Communicator Creation and Management Functions

The following functions are public APIs exposed by NCCL to create and manage the collective communication operations.

ncclGetVersion

ncclResult_t ncclGetVersion(int* version)

The ncclGetVersion function returns the version number of the currently linked NCCL library. The NCCL version number is returned in version and encoded as an integer which includes the NCCL_MAJOR, NCCL_MINOR and NCCL_PATCH levels. The version number returned will be the same as the NCCL_VERSION_CODE defined in nccl.h. NCCL version numbers can be compared using the supplied macro; NCCL_VERSION(MAJOR,MINOR,PATCH)

ncclGetUniqueId

ncclResult_t ncclGetUniqueId(ncclUniqueId* uniqueId)

Generates an Id to be used in ncclCommInitRank. ncclGetUniqueId should be called once when creating a communicator and the Id should be distributed to all ranks in the communicator before calling ncclCommInitRank. uniqueId should point to a ncclUniqueId object allocated by the user.

ncclCommInitRank

ncclResult_t ncclCommInitRank(ncclComm_t* comm, int nranks, ncclUniqueId commId, int rank)

Creates a new communicator (multi thread/process version). rank must be between 0 and nranks-1 and unique within a communicator clique. Each rank is associated to a CUDA device, which has to be set before calling ncclCommInitRank. ncclCommInitRank implicitly synchronizes with other ranks, hence it must be called by different threads/processes or use ncclGroupStart/ncclGroupEnd.

ncclCommInitAll

ncclResult_t ncclCommInitAll(ncclComm_t* comms, int ndev, const int* devlist)

Creates a clique of communicators (single process version). This is a convenience function to create a single-process communicator clique. Returns an array of ndev newly initialized communicators in comms. comms should be pre-allocated with size at least ndev*sizeof(ncclComm_t). devlist defines the CUDA devices associated with each rank. If devlist is NULL, the first ndev CUDA devices are used, in order.

ncclCommDestroy

ncclResult_t ncclCommDestroy(ncclComm_t comm)

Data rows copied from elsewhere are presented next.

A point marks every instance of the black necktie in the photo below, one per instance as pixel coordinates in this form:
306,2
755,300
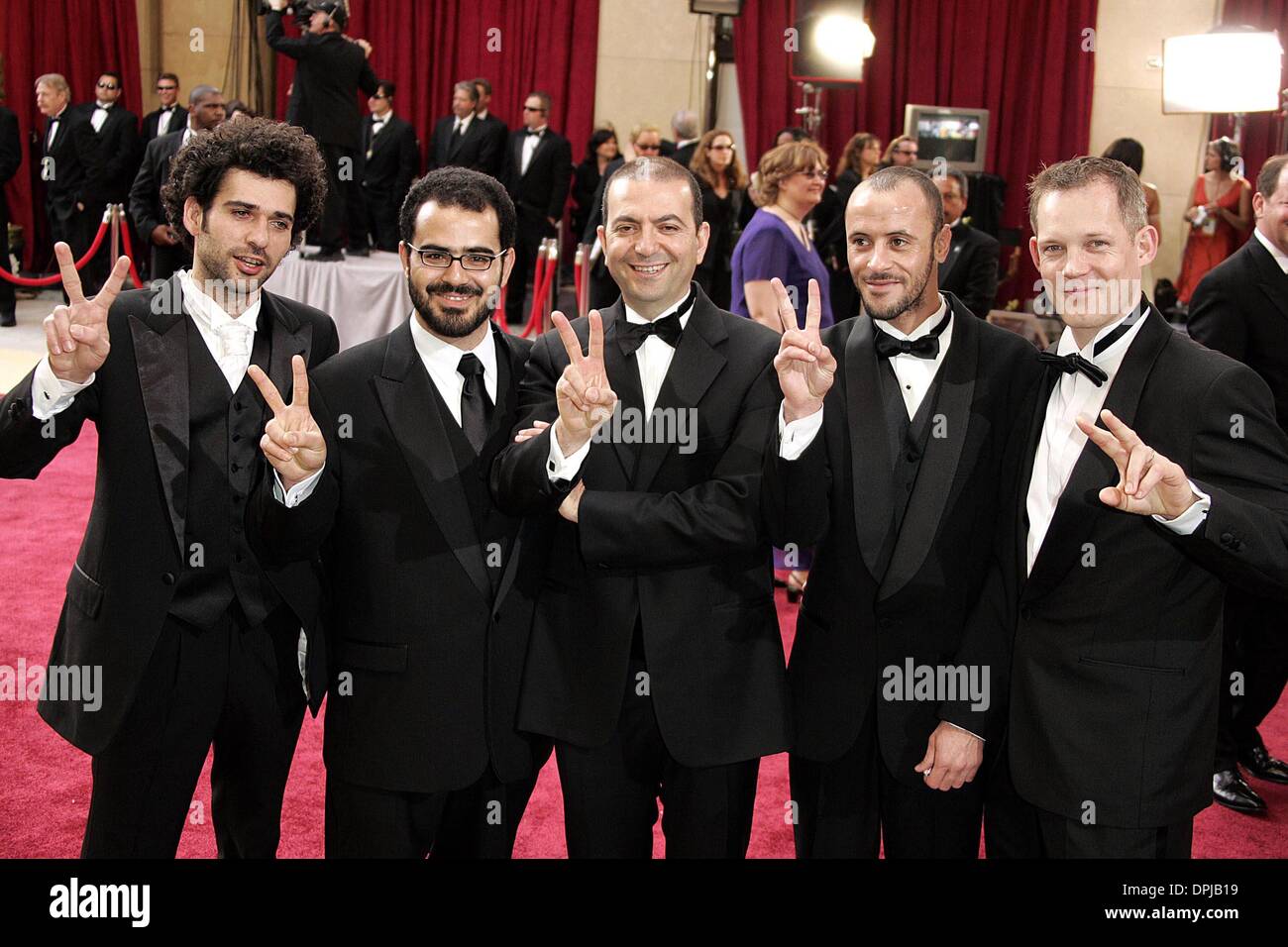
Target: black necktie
476,406
665,328
925,347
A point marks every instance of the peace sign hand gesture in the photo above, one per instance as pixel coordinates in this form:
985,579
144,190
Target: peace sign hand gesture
1149,483
805,365
292,441
583,392
76,334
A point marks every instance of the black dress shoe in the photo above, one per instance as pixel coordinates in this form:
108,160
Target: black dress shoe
1233,792
325,257
1262,766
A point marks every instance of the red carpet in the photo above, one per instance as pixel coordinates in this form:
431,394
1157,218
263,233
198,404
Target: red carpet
44,793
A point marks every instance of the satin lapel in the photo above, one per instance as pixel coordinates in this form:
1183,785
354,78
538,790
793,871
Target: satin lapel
407,398
943,455
160,339
694,368
623,375
870,454
1080,505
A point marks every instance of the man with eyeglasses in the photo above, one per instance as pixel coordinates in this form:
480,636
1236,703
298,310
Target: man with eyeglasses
391,161
537,172
170,116
381,467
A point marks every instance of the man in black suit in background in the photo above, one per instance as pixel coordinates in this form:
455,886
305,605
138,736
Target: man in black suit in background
168,252
11,158
656,661
498,129
1153,475
390,163
460,140
69,167
170,116
433,585
537,171
970,270
325,103
183,637
892,438
1240,308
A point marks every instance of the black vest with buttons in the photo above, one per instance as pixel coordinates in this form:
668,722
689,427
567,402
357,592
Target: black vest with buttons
223,457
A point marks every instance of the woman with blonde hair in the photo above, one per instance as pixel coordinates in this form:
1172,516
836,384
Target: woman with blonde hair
725,208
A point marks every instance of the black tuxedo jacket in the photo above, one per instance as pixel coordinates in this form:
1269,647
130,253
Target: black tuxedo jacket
73,163
124,577
1117,634
323,97
1240,308
666,540
476,150
394,158
120,151
858,620
178,121
11,159
970,270
434,655
145,205
544,189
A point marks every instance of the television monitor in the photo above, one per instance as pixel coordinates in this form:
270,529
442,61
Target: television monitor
956,136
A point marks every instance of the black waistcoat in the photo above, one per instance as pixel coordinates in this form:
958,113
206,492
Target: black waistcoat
223,458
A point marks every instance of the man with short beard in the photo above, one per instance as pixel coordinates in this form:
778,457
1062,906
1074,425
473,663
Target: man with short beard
382,466
889,455
198,641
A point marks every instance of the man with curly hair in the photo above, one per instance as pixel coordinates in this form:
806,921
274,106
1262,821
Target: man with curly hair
172,635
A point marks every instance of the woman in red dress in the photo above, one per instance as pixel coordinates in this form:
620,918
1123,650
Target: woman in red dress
1220,215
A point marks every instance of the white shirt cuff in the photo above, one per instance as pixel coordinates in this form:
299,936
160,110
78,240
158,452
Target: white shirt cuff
794,437
1189,521
51,394
561,468
297,493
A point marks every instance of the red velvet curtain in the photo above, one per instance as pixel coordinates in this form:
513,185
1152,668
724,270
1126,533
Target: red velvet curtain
425,47
77,39
1262,132
1021,59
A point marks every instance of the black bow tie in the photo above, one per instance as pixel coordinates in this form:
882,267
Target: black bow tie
1074,363
665,328
925,347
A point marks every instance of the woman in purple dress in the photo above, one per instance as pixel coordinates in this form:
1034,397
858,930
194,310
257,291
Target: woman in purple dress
791,179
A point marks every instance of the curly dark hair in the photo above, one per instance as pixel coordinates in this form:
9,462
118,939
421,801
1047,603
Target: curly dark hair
459,187
261,146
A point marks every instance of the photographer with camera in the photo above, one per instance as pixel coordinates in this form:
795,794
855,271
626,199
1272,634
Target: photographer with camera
323,102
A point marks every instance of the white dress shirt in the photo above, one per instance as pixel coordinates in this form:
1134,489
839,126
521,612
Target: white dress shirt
441,361
99,115
653,360
914,377
1061,440
1280,257
529,145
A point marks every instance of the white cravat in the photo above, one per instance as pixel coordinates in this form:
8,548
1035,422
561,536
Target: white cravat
914,377
1061,441
652,360
228,339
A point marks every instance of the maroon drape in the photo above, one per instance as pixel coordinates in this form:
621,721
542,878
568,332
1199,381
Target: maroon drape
1262,132
425,47
1021,59
77,39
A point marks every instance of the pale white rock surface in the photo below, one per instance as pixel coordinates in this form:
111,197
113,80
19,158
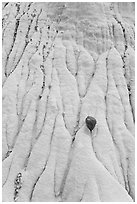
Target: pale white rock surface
62,62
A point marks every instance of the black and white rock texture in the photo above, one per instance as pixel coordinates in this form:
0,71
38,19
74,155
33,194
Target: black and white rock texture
63,62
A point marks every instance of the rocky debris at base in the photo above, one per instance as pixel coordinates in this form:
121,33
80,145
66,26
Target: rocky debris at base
63,62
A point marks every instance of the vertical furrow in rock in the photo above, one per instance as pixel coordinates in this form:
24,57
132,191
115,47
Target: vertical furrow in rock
68,79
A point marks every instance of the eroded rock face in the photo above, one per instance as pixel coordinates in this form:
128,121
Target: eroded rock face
63,62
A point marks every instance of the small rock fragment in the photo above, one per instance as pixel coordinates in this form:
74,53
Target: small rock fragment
90,122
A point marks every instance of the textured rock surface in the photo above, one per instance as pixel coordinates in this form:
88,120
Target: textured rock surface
63,62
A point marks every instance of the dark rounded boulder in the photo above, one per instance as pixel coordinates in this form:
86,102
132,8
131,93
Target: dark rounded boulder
90,122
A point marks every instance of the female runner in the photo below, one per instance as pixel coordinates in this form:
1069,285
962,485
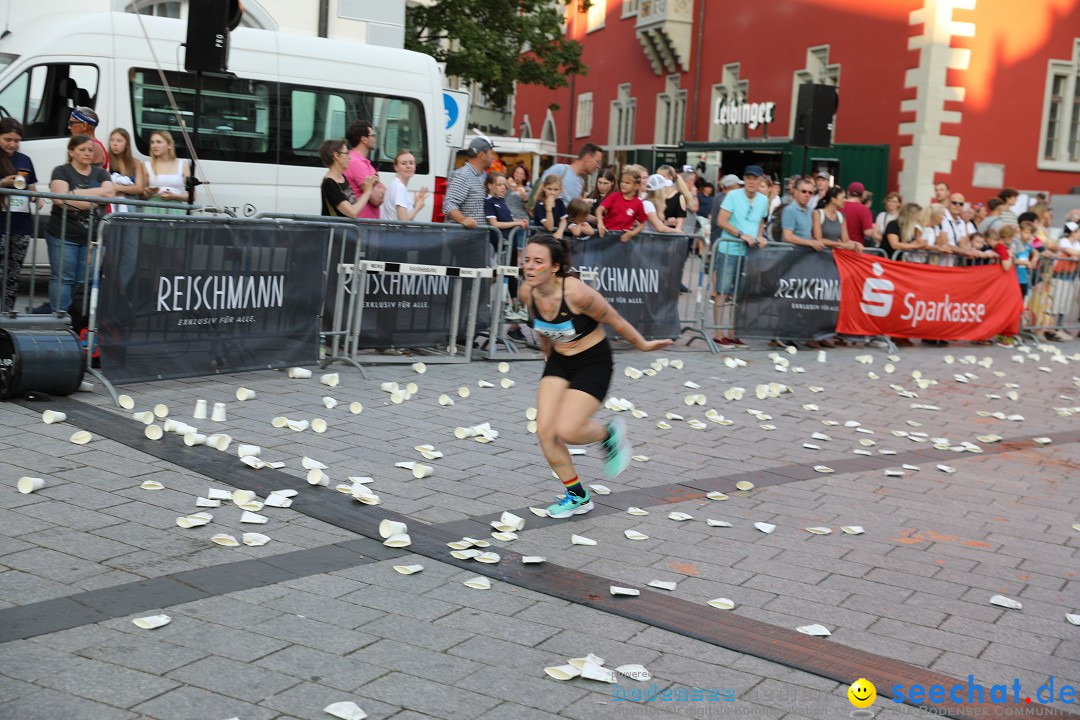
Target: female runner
567,314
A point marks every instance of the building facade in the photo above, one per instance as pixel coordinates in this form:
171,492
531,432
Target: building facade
982,94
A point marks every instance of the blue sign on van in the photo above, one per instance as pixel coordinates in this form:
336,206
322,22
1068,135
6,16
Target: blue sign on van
450,106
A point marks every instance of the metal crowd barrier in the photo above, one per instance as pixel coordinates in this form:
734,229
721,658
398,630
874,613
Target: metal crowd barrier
39,206
353,269
1052,304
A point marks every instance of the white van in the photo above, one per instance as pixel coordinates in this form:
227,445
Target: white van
260,126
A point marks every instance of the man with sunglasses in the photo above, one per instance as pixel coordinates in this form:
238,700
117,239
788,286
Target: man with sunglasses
83,121
741,221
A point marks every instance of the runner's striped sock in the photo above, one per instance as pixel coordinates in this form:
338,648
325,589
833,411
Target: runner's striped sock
574,487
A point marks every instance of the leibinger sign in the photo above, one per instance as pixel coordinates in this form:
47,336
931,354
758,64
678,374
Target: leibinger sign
751,114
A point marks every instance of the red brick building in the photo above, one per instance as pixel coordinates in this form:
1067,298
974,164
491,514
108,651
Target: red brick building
980,93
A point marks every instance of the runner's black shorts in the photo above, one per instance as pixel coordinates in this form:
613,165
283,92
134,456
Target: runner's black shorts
589,371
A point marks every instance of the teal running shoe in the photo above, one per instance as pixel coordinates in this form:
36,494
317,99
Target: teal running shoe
570,504
617,448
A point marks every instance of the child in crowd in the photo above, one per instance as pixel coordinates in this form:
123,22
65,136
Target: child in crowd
500,216
576,220
1023,254
623,209
550,207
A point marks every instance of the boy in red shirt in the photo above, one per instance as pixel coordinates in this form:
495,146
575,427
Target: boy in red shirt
623,209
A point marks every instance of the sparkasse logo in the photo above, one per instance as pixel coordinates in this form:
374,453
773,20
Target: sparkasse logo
877,294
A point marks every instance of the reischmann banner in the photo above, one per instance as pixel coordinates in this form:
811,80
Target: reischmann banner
207,296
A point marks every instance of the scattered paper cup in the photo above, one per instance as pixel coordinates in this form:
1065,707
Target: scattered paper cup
390,528
219,442
401,540
151,622
248,450
478,583
51,417
28,485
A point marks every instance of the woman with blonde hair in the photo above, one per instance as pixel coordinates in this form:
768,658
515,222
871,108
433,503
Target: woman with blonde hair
129,176
166,174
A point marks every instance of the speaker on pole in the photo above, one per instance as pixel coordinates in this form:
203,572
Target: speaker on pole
813,116
208,26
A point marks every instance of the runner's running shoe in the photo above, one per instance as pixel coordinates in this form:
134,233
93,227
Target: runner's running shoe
618,449
570,504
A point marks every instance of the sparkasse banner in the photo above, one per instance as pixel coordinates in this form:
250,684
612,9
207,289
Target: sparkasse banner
914,300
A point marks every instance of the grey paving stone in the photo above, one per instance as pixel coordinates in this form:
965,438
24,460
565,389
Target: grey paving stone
307,701
423,695
107,683
194,704
48,705
313,634
234,679
345,673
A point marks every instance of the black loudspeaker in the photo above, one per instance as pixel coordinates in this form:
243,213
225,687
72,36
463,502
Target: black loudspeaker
208,26
49,362
813,116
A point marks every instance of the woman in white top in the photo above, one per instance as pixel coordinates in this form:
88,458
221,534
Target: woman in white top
892,204
166,175
397,204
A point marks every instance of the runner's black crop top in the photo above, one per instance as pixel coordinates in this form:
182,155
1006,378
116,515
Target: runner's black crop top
566,327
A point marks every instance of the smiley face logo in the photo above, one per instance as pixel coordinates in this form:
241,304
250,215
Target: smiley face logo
862,693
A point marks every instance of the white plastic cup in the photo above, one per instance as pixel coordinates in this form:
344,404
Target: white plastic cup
50,417
28,485
248,450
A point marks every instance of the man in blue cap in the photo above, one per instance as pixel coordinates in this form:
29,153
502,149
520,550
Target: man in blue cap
741,221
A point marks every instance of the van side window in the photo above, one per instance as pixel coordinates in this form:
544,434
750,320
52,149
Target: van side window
312,114
42,96
234,118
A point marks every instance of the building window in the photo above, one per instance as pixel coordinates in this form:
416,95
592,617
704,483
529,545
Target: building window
732,91
583,124
621,122
818,71
1060,141
595,15
671,113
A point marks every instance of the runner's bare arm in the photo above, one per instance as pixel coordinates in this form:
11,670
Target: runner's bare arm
590,302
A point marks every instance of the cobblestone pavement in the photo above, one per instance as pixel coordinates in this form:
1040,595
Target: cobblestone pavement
323,620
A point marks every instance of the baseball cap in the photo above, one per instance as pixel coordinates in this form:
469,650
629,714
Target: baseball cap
730,179
478,145
657,181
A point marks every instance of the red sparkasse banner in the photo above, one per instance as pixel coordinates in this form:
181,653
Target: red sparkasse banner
913,300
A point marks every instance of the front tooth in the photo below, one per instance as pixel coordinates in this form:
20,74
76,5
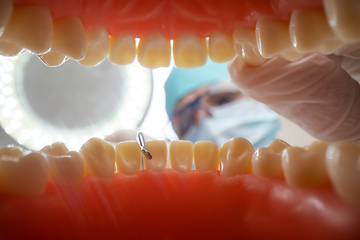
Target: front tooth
99,158
343,166
246,46
189,51
53,59
5,14
206,156
305,168
122,49
97,46
30,28
221,47
23,174
181,155
69,38
9,49
266,161
309,29
128,157
344,18
235,157
272,37
158,150
154,51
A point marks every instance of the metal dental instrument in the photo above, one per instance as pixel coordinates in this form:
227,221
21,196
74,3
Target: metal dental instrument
141,141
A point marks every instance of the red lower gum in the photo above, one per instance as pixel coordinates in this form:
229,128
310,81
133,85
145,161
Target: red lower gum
171,18
170,205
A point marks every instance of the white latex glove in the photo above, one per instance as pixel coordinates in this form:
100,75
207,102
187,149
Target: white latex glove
314,92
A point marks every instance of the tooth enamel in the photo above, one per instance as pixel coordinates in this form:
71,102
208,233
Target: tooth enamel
69,38
272,37
9,49
206,156
53,59
99,158
344,18
5,14
221,47
235,157
291,54
343,166
122,49
128,157
266,161
181,155
23,174
30,28
189,51
309,29
158,150
154,51
97,46
246,46
304,168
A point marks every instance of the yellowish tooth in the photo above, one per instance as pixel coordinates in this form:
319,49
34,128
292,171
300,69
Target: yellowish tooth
221,47
69,38
206,156
99,158
31,28
266,161
246,46
309,29
235,157
5,14
154,51
122,49
53,59
189,51
158,150
305,168
9,49
272,37
23,173
291,54
181,155
344,18
128,157
343,166
97,46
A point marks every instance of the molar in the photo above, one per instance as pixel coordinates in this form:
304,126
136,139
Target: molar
246,46
69,38
221,47
343,166
99,158
206,156
22,172
128,157
30,28
189,51
97,46
266,161
304,168
154,51
181,155
122,49
235,157
158,150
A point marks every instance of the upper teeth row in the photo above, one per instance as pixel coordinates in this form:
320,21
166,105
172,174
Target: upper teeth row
308,30
318,165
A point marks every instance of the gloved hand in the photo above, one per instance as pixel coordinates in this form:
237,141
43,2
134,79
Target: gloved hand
315,92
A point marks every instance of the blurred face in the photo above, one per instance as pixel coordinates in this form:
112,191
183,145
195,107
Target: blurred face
194,106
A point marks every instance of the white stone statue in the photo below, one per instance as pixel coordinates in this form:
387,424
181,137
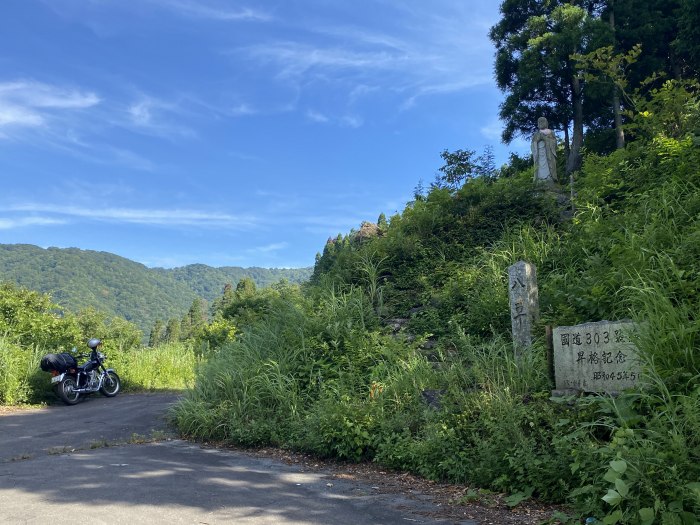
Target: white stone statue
544,152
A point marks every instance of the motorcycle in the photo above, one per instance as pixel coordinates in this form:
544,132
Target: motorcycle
70,381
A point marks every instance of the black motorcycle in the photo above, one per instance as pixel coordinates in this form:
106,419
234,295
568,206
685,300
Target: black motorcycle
70,381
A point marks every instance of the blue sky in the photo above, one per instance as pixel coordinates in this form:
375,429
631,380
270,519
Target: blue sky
229,133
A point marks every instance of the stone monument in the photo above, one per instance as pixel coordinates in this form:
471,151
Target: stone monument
524,302
595,357
544,152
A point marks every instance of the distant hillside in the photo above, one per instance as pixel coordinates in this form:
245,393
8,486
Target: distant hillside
79,278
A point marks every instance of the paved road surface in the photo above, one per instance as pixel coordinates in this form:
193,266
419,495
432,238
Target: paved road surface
54,468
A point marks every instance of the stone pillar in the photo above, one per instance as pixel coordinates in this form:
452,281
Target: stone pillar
524,303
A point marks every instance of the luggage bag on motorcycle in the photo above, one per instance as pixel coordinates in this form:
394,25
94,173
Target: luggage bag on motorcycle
59,362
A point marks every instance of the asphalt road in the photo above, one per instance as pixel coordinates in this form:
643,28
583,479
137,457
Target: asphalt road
64,464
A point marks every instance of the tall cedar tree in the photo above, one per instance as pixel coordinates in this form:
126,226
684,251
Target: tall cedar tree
534,42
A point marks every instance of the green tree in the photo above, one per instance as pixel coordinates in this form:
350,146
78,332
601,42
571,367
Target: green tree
172,331
156,333
534,43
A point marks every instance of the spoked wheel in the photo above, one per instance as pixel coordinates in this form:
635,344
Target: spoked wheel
110,384
68,391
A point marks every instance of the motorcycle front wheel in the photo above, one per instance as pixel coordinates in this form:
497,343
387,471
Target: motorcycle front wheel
68,391
110,384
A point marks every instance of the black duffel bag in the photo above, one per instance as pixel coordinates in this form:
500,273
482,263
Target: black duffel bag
59,362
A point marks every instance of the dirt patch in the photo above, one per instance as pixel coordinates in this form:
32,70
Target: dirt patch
456,503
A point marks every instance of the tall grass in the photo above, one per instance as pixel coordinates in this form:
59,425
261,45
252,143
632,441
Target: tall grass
19,374
169,366
166,367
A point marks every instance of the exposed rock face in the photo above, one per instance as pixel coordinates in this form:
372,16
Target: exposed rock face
367,230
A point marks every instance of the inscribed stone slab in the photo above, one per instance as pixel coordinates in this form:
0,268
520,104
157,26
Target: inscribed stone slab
595,357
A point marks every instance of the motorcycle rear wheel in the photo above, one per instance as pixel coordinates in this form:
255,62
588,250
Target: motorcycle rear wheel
110,384
67,391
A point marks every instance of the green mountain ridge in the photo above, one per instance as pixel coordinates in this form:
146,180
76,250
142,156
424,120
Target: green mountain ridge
77,279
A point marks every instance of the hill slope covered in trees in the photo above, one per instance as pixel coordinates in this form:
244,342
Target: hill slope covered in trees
77,279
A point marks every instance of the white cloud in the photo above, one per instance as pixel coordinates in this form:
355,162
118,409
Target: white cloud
212,11
317,116
22,222
242,110
352,121
150,115
157,217
33,104
274,247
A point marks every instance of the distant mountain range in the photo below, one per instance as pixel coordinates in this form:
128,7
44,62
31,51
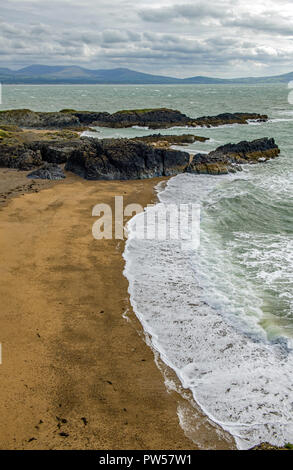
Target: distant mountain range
45,74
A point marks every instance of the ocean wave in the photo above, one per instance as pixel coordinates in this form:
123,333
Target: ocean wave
216,344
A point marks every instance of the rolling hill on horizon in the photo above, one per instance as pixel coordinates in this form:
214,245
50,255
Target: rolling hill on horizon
46,74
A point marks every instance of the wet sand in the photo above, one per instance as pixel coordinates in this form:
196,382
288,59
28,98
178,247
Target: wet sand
77,372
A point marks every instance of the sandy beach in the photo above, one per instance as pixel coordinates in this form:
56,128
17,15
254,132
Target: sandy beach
77,372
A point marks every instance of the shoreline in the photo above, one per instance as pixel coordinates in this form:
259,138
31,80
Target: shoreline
75,372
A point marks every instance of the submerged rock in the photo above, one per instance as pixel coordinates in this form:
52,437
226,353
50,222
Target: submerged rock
124,159
49,171
111,159
227,158
158,118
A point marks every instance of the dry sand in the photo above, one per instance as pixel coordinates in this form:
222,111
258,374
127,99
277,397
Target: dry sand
76,374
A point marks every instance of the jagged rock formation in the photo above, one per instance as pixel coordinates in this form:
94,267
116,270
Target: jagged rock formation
227,158
153,118
165,141
124,159
49,171
129,158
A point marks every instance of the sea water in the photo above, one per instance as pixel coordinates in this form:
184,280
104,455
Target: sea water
221,315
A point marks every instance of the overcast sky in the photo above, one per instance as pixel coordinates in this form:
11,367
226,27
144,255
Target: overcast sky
223,38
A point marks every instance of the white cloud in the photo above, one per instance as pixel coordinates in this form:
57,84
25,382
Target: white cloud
176,37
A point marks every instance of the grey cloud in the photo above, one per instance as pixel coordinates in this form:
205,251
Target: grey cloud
187,11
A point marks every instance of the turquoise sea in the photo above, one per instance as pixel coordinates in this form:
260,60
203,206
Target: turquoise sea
221,316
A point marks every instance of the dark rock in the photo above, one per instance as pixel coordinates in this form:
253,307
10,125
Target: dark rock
19,156
124,159
227,157
56,152
228,118
49,171
158,118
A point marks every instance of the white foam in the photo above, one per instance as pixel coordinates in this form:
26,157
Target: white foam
242,383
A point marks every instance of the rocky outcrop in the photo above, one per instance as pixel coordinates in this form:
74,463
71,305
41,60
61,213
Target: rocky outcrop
19,156
49,171
228,119
165,141
124,159
227,158
130,158
153,118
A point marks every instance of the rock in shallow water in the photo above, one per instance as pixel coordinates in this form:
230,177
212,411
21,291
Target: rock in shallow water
49,171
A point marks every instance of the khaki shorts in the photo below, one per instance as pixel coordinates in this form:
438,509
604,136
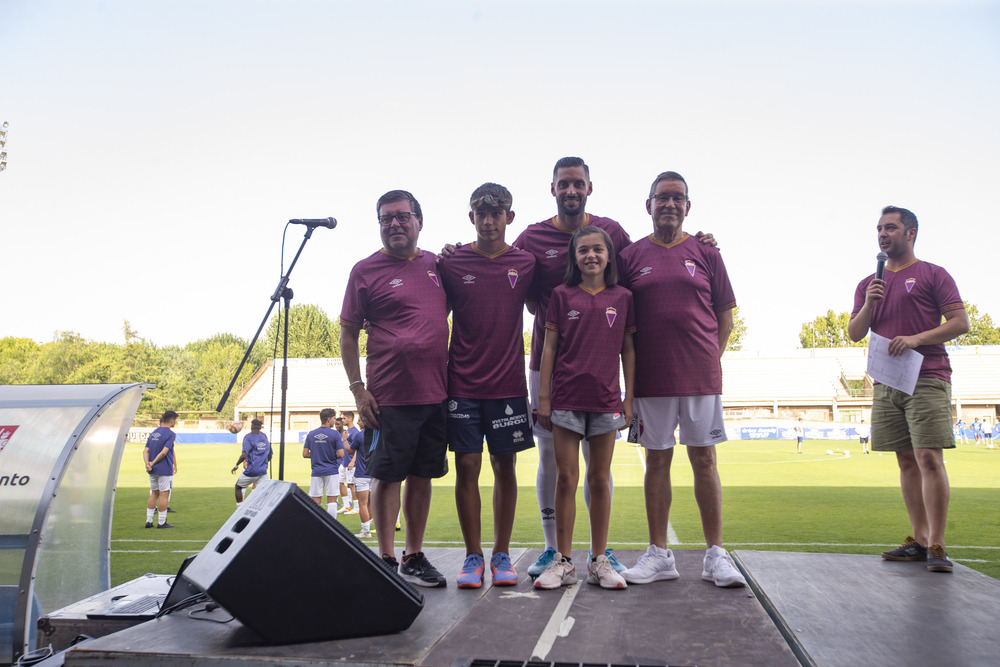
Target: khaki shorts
901,422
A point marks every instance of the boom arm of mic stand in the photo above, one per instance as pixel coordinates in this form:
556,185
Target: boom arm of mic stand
282,286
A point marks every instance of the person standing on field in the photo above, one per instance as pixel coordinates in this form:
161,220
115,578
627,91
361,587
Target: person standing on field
907,306
161,465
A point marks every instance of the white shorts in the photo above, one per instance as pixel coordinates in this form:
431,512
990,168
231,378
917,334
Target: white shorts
244,481
700,419
346,475
160,482
328,483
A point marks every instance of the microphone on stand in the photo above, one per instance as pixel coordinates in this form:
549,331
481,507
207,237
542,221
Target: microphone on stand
880,260
329,223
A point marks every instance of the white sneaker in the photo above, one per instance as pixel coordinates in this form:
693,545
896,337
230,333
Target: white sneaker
720,569
655,565
560,573
601,571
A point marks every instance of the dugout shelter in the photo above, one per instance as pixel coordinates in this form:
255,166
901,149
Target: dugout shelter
60,450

Frees resources that are allocated to a communicator object comm. Waits for any uncompleted operations before destroying the communicator.

ncclCommAbort

ncclResult_t ncclCommAbort(ncclComm_t comm)

Frees resources that are allocated to a communicator object comm. Will abort any uncompleted operations before destroying the communicator.

ncclCommGetAsyncError

ncclResult_t ncclCommGetAsyncError(ncclComm_t comm, ncclResult_t* asyncError)

Queries whether the communicator has encountered any asynchronous errors. If there has been an error on the communicator, user should destroy the communicator with ncclCommAbort(). If an error occurs on the communicator, nothing can be assumed about the completion or correctness of operations enqueued on that communicator.

ncclCommCount

ncclResult_t ncclCommCount(const ncclComm_t comm, int* count)

Returns in count the number of ranks in the NCCL communicator comm.

ncclCommCuDevice

ncclResult_t ncclCommCuDevice(const ncclComm_t comm, int* device)

Returns in device the CUDA device associated with the NCCL communicator comm.

ncclCommUserRank

ncclResult_t ncclCommUserRank(const ncclComm_t comm, int* rank)

Returns in rank the rank of the NCCL communicator comm.